Analysis of Vector Code Offloading Framework in Heterogeneous Cloud and Edge Architectures

Smartphones are computationally constrained compared with server devices due to their size and limited battery-based power. Compute-intensive tasks are often offloaded from smartphones to high-performance computing opportunities provided by nearby high-end cloud and edge servers. ARM architectures dominate smartphones, while x86 dominate server devices. The difference in architectures requires dynamic binary translation (DBT) of compiled code migration, which increases the task execution time on the cloud servers. Multimedia applications contain a large number of vector instructions (single instruction multiple data) that are compute and resource intensive. Vector instructions optimize application execution by parallel processing multiple data points in a single instruction. However, DBT of vector instructions losses the parallelism and optimization due to vector-scalar translations. We present and analyze a framework for pre-compiled vector instruction translation and offloading in heterogeneous compute architectures that avoids the execution overhead of compiled code offloading. The framework maps and translates ARM vector intrinsics to x86 vector intrinsics such that an application programmed for ARM architecture can be executed on the x86 architecture without any modification.
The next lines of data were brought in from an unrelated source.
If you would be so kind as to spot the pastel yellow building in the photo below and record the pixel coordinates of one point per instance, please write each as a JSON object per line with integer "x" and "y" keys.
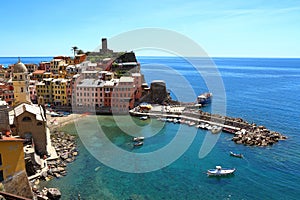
{"x": 59, "y": 92}
{"x": 44, "y": 90}
{"x": 20, "y": 83}
{"x": 13, "y": 175}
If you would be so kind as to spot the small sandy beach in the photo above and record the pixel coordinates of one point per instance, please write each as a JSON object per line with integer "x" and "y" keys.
{"x": 57, "y": 122}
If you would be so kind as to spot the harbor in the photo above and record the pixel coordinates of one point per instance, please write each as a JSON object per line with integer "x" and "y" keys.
{"x": 244, "y": 132}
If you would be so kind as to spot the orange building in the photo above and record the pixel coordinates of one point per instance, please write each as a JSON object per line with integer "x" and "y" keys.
{"x": 79, "y": 58}
{"x": 13, "y": 175}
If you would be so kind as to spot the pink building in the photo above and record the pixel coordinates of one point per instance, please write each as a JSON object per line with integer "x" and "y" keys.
{"x": 32, "y": 91}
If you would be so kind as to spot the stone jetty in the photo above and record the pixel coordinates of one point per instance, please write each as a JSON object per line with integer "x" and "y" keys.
{"x": 65, "y": 146}
{"x": 243, "y": 131}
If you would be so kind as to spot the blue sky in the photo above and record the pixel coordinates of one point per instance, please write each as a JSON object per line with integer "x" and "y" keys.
{"x": 257, "y": 28}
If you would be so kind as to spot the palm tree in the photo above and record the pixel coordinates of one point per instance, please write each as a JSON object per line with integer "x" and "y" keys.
{"x": 74, "y": 49}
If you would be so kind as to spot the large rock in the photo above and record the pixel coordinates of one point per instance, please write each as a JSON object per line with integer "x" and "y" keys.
{"x": 53, "y": 194}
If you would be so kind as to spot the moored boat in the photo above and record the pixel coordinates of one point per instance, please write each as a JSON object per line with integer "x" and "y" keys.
{"x": 138, "y": 139}
{"x": 136, "y": 144}
{"x": 219, "y": 171}
{"x": 216, "y": 129}
{"x": 239, "y": 155}
{"x": 143, "y": 117}
{"x": 204, "y": 98}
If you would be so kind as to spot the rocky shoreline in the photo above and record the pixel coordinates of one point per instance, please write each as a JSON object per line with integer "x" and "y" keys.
{"x": 66, "y": 148}
{"x": 244, "y": 132}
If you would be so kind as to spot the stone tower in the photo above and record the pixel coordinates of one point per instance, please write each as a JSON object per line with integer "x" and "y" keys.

We analyze the code offloading framework with static code analysis to determine the optimal compilers and corresponding compilation parameters. Moreover, we analyze the overhead of the vector instruction translator and application profiler. Furthermore, the comparative analysis based on increasing computational sizes reveals that our framework provides 78.8% energy efficiency as compared with existing code translation and offloading frameworks.